I was off Monday, so I let the kids ride the bus home. When they came in they started immediately complaining about their school issued Chromebook and other stuff, so I sent them to the park alone. Kids are 9 and 7, and were there about 3 minutes before I came down to the park. I just rotated the laundry basically and then decided to check on them.
The park is across the street and 2 houses down, and I can see it from my house. I felt that they ran back and forth to the house too much for my comfort zone crossing the street. Then they got a ball in a tree that was surrounded by mud, so I didn't see them really being ready to be alone yet. Although they were safe, just muddy shoes.
What is your age for sending kids together as a pair to the park (no adult) if you can see the park from your house? We are experimenting with this in short periods of time, and I decided they weren't ready for longer periods of time yet. But it is something that we can work on over the summer on my expectations. My expectation was they would stay at the park, but realized I didn't explicitly tell them that when they started running home for various toys. They are both good at crossing the street, and it is not a busy street.
Just sort of an academic question at this point what others think age wise on this. We will continue to work on expectations to get toys before going to the park and not run back and forth. Also, I wonder what people think there was another mom there. But usually when I see younger kids I ask them where their parents are, and they say over there, and that is fine with me. DS is tall and looks older maybe.
Post by librarychica on Feb 5, 2020 16:36:27 GMT -5
You have to walk across a highway to get to a park from us so we drive and they could not go alone . But I let my 8 year old basically have free run of our small neighborhood as long as she checks in every lap (she scooters or walks the dog) and she can take her sister (5) with her. At 9 I had much more freedom than that and she doesn’t break any rules (do not go in anyone’s house, do not go to the front of the neighborhood where people sometimes whip in too fast). I would let them go to the park in your situation.
I'm always trying to walk the line between my helicopter tendencies as well as accept they are older, and I'm not dealing with toddlers requiring hypervigilance.
It’s a safe neighborhood, I assume? I would let them go now if they get along well, especially if you can look out the window and see them. For reference, I went down the street about a block and a half in a total ghetto in Tulsa, Oklahoma, and would play on the playground alone, all before I started kindergarten. That was crazy and I wouldn’t go that far, but I’m more on the free range end of the spectrum than most.
DD is almost 7. I am okay with her going to the park alone with a friend, but not her brother (3.5). Two of the kids on our street (older than her) are not allowed to go to alone, so she can't go with them, but just about anyone else, we're okay with it.
For reference, the park is 0.3 miles from our house, requires 3 corners to be turned, and 2 streets to be crossed. We obviously can't see it.
My mom was in the same school as mommyatty's. In kinder I was walking to/from school by myself (including a major street), and by first I was all over town on my bike. Way more than I'd let DD do.
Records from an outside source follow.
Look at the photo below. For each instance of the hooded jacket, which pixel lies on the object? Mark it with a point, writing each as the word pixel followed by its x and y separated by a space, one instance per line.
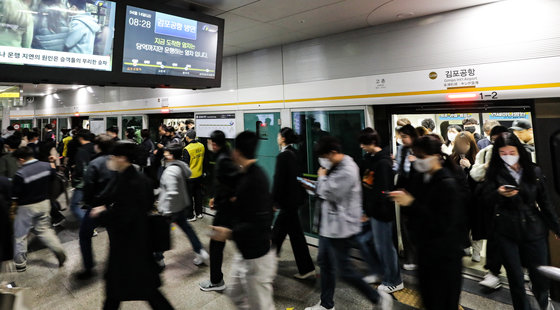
pixel 174 196
pixel 81 37
pixel 339 201
pixel 378 177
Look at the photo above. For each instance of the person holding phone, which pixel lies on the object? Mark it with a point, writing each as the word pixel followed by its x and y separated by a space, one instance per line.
pixel 523 216
pixel 464 155
pixel 435 199
pixel 288 196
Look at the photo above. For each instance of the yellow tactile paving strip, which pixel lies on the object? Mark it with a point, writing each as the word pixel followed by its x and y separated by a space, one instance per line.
pixel 411 298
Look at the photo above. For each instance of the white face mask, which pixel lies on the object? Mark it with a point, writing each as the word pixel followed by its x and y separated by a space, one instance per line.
pixel 451 136
pixel 325 163
pixel 423 165
pixel 112 165
pixel 510 159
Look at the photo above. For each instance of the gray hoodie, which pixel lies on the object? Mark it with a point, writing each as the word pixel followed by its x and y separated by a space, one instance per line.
pixel 173 195
pixel 340 201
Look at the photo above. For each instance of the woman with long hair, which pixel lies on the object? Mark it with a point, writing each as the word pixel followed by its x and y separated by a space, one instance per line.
pixel 452 133
pixel 523 217
pixel 436 198
pixel 464 155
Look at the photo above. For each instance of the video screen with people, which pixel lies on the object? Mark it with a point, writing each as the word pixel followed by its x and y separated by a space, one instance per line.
pixel 57 33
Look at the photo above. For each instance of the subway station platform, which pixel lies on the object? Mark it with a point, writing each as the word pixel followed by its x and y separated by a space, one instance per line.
pixel 54 288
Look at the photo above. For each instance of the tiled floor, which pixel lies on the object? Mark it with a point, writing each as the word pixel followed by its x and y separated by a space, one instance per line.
pixel 53 288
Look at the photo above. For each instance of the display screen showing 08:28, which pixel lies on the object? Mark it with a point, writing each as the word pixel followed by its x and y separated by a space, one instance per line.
pixel 163 44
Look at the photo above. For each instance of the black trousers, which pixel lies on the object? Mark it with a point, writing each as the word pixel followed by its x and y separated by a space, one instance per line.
pixel 156 300
pixel 493 256
pixel 56 215
pixel 440 280
pixel 409 243
pixel 195 190
pixel 288 224
pixel 530 254
pixel 217 249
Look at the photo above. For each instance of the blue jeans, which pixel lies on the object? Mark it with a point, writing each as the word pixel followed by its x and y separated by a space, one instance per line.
pixel 385 256
pixel 180 218
pixel 76 204
pixel 86 233
pixel 334 255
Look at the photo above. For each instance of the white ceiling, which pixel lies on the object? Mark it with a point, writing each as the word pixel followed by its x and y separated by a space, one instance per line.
pixel 256 24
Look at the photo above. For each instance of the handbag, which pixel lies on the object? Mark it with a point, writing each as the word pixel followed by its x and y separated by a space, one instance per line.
pixel 160 233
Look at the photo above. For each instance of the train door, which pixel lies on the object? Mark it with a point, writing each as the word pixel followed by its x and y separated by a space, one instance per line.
pixel 442 119
pixel 267 126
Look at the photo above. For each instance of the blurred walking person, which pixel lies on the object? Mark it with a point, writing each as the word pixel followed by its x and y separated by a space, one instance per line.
pixel 288 196
pixel 132 273
pixel 226 173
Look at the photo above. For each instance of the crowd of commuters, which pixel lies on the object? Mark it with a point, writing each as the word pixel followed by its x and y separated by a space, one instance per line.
pixel 447 192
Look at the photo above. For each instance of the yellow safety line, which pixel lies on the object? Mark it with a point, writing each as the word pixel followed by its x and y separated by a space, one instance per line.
pixel 366 96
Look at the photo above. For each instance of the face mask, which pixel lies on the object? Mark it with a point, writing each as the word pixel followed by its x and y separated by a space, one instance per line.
pixel 510 159
pixel 112 165
pixel 423 165
pixel 325 163
pixel 470 129
pixel 451 136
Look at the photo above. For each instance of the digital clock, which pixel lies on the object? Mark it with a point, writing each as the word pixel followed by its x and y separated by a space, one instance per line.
pixel 137 22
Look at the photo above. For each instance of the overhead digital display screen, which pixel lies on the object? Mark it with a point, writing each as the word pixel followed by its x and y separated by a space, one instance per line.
pixel 162 44
pixel 65 34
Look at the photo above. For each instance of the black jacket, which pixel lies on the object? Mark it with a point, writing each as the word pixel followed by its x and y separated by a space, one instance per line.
pixel 378 177
pixel 226 174
pixel 132 273
pixel 252 216
pixel 83 156
pixel 286 190
pixel 438 217
pixel 6 233
pixel 528 215
pixel 96 179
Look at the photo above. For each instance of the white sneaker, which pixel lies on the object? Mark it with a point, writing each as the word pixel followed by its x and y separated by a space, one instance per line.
pixel 410 267
pixel 385 301
pixel 491 281
pixel 372 279
pixel 476 258
pixel 311 274
pixel 390 289
pixel 318 307
pixel 202 258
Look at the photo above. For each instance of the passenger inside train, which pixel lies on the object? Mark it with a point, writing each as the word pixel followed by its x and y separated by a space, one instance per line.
pixel 303 155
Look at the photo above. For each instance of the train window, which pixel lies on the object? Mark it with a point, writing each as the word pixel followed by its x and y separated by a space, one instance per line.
pixel 133 123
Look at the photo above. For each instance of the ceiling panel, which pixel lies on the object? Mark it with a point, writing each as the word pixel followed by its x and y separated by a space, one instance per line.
pixel 404 9
pixel 224 5
pixel 328 14
pixel 270 10
pixel 234 23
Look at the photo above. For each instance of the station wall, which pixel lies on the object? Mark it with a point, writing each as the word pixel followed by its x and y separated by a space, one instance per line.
pixel 345 69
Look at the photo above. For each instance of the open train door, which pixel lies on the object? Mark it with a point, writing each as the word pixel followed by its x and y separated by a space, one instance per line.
pixel 555 156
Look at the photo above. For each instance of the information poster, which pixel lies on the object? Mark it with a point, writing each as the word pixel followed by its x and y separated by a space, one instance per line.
pixel 64 34
pixel 163 44
pixel 208 123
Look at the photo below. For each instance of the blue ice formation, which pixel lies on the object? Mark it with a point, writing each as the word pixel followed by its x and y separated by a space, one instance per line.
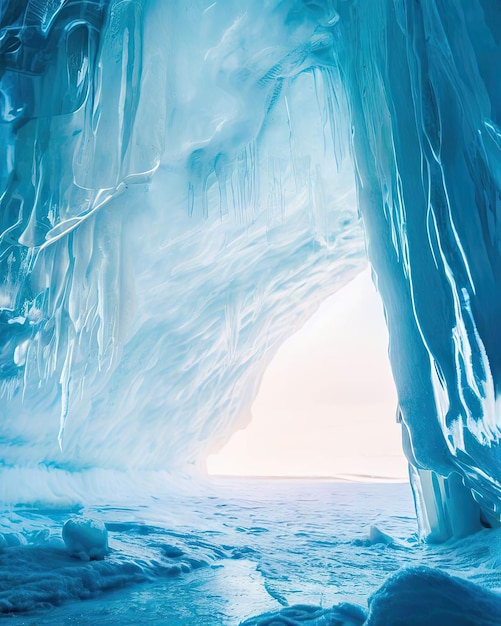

I would let my kids at that age and if I could see the park. But I’m with you that I’ve realized I have to give my kids really specific instructions for things. Like whenever we’re going to be in a city I’ve realized I need to impress on them that we’re not in our neighborhood - that cars go faster and there are more people, and they need to be more careful than normal. They can’t just take themselves to the bathroom without an adult like they can at our neighborhood park. They don’t just understand that intuitively.
My older kids are 6 and 7 and we live 12 houses from the elementary school where we go play. It’s up a hill and around a corner so I can’t see it. There’s only one street to cross and there’s a crosswalk, plus stop signs on both sides. At this point I let them go ahead of me and cross the street and start playing, but I always follow them within like 5 minutes with the slower-moving toddler and dog.
No for DD at 8.5 for a couple reason. The closest park is the school playground which there are times I'm not comfortable being there supervising DD due to questionable characters. The other park is even farther away and connected to a dog park where multiple dogs have been attacked by other dogs.
She does jog around the block on her own and walks to the mail box a block away by herself. Technically our state says they can't be left alone until age 10 so I've used that age for walking to places by herself too.
She does get free range when at the park. I park it on a bench or walk the dog around the path and let her play so I don't helicopter when at the park.
The park seems a similar distance for us as it is To the OP. Across the street down a few houses, partially visible from our house. I don’t let the boys go alone (8&3). It’s not exactly visible and has bushes that block some view. Also there is wildlife that could be dangerous for the 3 year old (coyotes/bobcats) and recent reports of a mountain lion. It’s close to a popular trail and in a great safe neighborhood but also metro enough that I know there are not safe people with easy access too.
We started letting the kids walk to meet friends and go to the park or bike path alone (with other kids of the same age, not totally alone, just no adult) starting around 8. But they sometimes went younger than that with an older sibling. I’d have no problem letting a 7 year old and 9 year old go to the park together for an hour.
ETA: if I could see the park I’d probably let them do it even younger.
Yes it is a relatively safe neighborhood (everything is relative). No trail nearby. If people come from farther away then they have to drive and park on the street to access the park. No bobcats here, but there are coyotes rarely spotted farther out, but a 7 year old would be too big for them.
We might just do a system where they add on minutes without me on every trip and keep re-evaluating. That is how we did it with DS staying home by himself and learning phone skills with our landline.
Our park is 6 houses down, around the corner, and right across the street. If I was 2 houses north I could see it from my house. My oldest girls will be 12 and 8 this summer and I haven’t let them go to the park alone. We have a super safe neighborhood and we know lots of people in here, but I am just not comfortable with it yet.